I bought Molinard Patchouli blind and, honestly, it didn’t disappoint. Right out of the bottle, it’s an earthy, clean, straightforward patchouli—no sweetness or modern gimmicks. There’s an initial citrus note, like orange, that adds freshness but fades quickly. I also detect a floral touch, probably geranium, which softens the scent without losing its character. On my skin, patchouli is the star: dry, elegant, and classic. The base notes aren’t fully developed yet; I’ll need to give it more time. To me, it smells distinctly masculine without being harsh or overly vintage. Good longevity and moderate sillage; it’s an honest, well-made fragrance that stays true to its name. A no-nonsense patchouli with real personality.

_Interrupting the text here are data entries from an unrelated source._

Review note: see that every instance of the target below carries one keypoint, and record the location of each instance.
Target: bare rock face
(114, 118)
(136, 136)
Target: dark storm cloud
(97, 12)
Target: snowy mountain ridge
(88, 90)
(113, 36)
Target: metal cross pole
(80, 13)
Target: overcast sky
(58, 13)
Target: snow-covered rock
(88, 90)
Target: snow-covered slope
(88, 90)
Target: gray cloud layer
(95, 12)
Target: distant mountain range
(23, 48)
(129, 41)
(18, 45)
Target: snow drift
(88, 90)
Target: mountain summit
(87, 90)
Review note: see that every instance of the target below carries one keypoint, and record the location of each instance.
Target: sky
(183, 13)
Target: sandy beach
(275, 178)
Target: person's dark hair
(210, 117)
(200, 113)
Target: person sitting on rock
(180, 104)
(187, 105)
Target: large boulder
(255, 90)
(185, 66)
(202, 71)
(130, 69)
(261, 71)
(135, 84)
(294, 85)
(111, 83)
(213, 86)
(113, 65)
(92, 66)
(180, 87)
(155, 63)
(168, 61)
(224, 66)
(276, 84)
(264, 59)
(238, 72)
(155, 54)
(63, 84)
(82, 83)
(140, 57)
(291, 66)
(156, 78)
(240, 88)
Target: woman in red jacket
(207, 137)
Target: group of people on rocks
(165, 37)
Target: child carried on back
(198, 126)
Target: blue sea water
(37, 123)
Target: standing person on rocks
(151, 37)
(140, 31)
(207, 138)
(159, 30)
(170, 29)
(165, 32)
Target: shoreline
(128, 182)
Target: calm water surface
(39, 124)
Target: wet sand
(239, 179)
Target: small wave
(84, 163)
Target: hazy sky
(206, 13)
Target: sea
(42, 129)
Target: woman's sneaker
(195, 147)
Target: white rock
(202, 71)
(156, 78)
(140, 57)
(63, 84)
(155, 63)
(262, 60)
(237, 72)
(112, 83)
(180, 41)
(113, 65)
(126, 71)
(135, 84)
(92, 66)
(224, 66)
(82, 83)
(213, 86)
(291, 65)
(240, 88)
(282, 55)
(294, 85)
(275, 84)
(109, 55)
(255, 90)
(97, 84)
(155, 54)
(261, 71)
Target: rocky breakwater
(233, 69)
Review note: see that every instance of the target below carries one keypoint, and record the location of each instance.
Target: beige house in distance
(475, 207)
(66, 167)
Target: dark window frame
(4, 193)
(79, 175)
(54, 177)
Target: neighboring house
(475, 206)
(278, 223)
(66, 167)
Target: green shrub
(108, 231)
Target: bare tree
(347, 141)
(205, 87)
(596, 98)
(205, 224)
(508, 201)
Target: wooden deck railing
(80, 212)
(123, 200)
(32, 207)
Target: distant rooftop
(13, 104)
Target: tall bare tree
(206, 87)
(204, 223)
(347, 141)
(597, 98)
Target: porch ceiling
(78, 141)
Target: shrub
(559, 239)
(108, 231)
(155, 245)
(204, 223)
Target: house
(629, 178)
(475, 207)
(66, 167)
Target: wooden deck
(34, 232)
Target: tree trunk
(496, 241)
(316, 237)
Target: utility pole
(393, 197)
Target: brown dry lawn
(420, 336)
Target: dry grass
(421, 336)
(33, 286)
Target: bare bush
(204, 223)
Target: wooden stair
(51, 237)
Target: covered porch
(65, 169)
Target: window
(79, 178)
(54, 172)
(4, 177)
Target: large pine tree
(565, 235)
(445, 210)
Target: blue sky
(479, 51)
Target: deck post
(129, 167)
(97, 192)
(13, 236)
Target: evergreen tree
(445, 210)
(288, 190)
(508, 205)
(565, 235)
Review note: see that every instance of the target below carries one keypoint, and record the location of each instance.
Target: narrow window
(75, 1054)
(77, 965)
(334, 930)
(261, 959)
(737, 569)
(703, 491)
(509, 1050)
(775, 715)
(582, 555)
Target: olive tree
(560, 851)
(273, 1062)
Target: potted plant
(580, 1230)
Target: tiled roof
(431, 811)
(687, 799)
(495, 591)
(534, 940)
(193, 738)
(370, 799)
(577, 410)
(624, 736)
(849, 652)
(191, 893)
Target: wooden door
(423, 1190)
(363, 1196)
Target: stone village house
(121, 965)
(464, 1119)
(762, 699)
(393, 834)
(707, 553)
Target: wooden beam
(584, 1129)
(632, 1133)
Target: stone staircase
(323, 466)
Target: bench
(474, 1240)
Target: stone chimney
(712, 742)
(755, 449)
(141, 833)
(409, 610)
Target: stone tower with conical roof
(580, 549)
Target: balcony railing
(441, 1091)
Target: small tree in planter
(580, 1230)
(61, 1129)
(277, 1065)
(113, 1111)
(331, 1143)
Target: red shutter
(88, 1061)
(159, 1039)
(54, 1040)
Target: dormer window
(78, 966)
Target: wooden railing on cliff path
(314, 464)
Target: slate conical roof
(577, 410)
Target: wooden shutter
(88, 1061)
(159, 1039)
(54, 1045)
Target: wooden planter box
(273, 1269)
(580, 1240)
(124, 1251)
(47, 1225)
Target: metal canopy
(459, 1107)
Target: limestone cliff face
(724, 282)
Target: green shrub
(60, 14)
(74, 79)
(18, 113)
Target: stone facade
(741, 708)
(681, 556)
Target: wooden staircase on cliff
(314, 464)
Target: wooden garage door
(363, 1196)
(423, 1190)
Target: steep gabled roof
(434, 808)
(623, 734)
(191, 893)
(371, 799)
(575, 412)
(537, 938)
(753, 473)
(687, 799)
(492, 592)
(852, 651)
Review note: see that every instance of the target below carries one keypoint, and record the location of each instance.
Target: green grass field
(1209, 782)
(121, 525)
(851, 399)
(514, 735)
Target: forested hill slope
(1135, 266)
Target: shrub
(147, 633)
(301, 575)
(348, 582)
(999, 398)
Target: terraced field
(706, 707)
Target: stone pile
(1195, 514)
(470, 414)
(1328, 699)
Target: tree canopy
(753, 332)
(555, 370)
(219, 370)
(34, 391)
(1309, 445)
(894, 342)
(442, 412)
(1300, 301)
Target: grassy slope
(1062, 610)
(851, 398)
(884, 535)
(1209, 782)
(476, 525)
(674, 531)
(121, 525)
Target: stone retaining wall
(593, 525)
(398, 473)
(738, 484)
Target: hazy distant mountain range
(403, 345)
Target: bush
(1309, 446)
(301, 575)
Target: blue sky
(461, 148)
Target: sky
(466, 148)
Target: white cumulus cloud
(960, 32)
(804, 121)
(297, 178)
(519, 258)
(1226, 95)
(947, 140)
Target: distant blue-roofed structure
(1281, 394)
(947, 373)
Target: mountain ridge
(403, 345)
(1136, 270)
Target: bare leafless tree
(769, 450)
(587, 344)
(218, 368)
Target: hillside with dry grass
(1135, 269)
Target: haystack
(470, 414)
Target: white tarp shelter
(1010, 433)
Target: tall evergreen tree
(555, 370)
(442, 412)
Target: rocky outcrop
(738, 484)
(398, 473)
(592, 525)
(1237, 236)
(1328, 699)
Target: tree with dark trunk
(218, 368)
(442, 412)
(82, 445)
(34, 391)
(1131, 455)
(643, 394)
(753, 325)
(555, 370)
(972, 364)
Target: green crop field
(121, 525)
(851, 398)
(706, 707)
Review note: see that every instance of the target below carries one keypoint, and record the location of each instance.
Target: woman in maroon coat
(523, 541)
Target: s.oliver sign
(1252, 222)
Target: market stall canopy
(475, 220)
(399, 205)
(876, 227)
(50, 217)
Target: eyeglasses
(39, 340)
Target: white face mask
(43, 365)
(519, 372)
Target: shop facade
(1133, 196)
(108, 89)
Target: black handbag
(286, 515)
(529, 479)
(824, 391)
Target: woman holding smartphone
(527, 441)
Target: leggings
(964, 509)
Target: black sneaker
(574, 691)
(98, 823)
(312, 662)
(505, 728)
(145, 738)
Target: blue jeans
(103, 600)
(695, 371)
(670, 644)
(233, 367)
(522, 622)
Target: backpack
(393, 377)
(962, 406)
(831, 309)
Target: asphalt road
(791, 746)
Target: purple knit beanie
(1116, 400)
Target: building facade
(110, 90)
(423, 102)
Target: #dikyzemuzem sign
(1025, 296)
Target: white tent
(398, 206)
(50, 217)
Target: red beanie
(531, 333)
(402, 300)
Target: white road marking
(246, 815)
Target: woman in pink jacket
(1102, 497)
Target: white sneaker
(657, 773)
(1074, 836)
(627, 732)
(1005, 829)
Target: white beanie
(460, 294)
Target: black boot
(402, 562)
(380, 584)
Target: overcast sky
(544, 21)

I bought Molinard Patchouli blindfolded, and honestly, it didn’t disappoint. Upon opening, it’s an earthy, clean, and direct patchouli, without sweetness or modernism. At first, there’s a citrus note, like orange, which gives freshness but fades quickly. There’s also a floral touch, probably geranium, which softens without losing character. On my skin, the king is the patchouli: dry, elegant, and classic. The base notes aren’t very noticeable yet; I’ll have to give it more time. To me, it clearly smells like a man, without being rough or extremely vintage. Good longevity and moderate sillage; it’s an honest, well-made fragrance that stays true to its name. A patchouli without pretensions but with personality.